James Hall, associate at Charles Russell LLP, claims it is increasingly important for companies to have a comprehensive and up-to-date social media policy for employees
Managing and controlling social media activity
Social media has rapidly become a fact of life, both in and out of the workplace. The sites can be useful for promoting brands, connecting with clients and keeping on top of industry trends, with the added bonus they are often free of charge.
It is well-known such sites are not without their downsides. However, until recently, companies have focused on them being a distraction at work, or workers implicating the company in inappropriate comments made in their own name. The recent experience of HMV has shown a potentially larger area of concern of how to control the comments being made on company profiles.
Social media in the company name
Facebook and Twitter profiles for companies are now de rigueur, adding that ever-important ‘human touch’. But in the scramble to make use of these generally free resources, companies are increasingly showing the senior management do not fully understand the true impact social media can have.
Take the now famous HMV tweets, sent out by junior employees as the company went into administration: “We’re tweeting LIVE from HR where we’re all being fired! Exciting!!” and “There are over 60 of us being fired at once! Mass execution, of loyal employees who love the brand.” Amusing as these tweets may be, perhaps the most telling of all also emerged from the HMV account: “Just overhead our Marketing Director (he’s staying, folks) ask: “How do I shut down Twitter?” #hmvXFactorFiring”. It seems many companies have been all too willing to employ a junior employee on a low wage and largely give them free reign over the company social media platforms. Similar responsibility would never be handed out in relation to advertising campaigns and you can be certain that a marketing director would know exactly how to pull a campaign that proved controversial.
Social media in the workers’ names
Not so long ago, workers would only be granted internet access if their role specifically required it. Today, such a restriction would be unthinkable for pretty much all workers with computer access. The same is becoming true of social media access.
A survey in the US revealed two-thirds of job applicants ask about social media policies at interviews and 56% either turn down jobs due to a lack of social media access or ignore the policy once they start the job. Whatever the downsides to granting access, there are increasing arguments allowing access can lead to a more productive workforce with improved concentration and work output.
Employers should consider the extent to which they will allow or encourage access to social media and should ensure workers know what constitutes acceptable conduct. Some employers continue to block access to social media sites entirely but, given the popularity of smart phones, employees can simply access banned sites via their phones while at work if they choose. Alternatively, employers can restrict access to social media sites to outside of core business hours and over the lunch period.
Regardless of the extent of access, it is advisable for employers to have a social media policy in place to discourage employees from certain activities and allow them to take action if necessary.
Social media policy
As social media continues to grow, having a comprehensive and up-to-date social media policy is increasingly important.
Many companies are wise to the dangers of workers venting workplace frustrations in their own name.
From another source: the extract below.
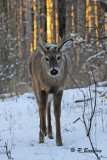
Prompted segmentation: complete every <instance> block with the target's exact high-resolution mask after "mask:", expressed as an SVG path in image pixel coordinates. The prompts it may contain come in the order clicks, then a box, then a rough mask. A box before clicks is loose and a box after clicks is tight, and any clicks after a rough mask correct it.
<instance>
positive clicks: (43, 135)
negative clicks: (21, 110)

However, they should ensure such policies clearly cover such actions taken by workers in the company’s name, or indeed in any other name.
The fact social media can facilitate bullying between colleagues continues to be important. Employers can be held vicariously liable where online bullying is deemed to be ‘in the course of employment’, which is given a wide meaning as the distinction between home and the workplace becomes increasingly blurred. It is therefore vital such actions are dealt with in any policy.
Sanctions for breach of the policy, from disciplinary action up to dismissal, must be made plain and enforcement should be consistent. The policy should also be publicised internally and be easily accessible. HR induction programmes are a good way to draw attention to company policies and asking staff to acknowledge receipt may improve enforceability.
What should social media policies include?
Areas to cover include:
- Permitted usage of social media at work
- Recommended privacy settings
- Disciplinary procedures for breach of the policy, including clear sanctions for online bullying and harassment
- Examples of what may constitute defamatory comments
- An explanation of the risks of misusing confidential information, intellectual property and personal data
- Where employees are asked to blog or tweet for business purposes, guidance on appropriate content
- Information on monitoring
Employers can monitor employee use of the internet on company systems, however, in order to be lawful, an impact assessment must be carried out balancing the needs of the employer with employee privacy rights. Any monitoring must be proportionate and employees must be given certain information about why and how the monitoring is undertaken.
Permitting access to social media sites within the parameters of a policy ensures businesses do not lose out on the benefits of this technological phenomenon but are protected when employees act without authority.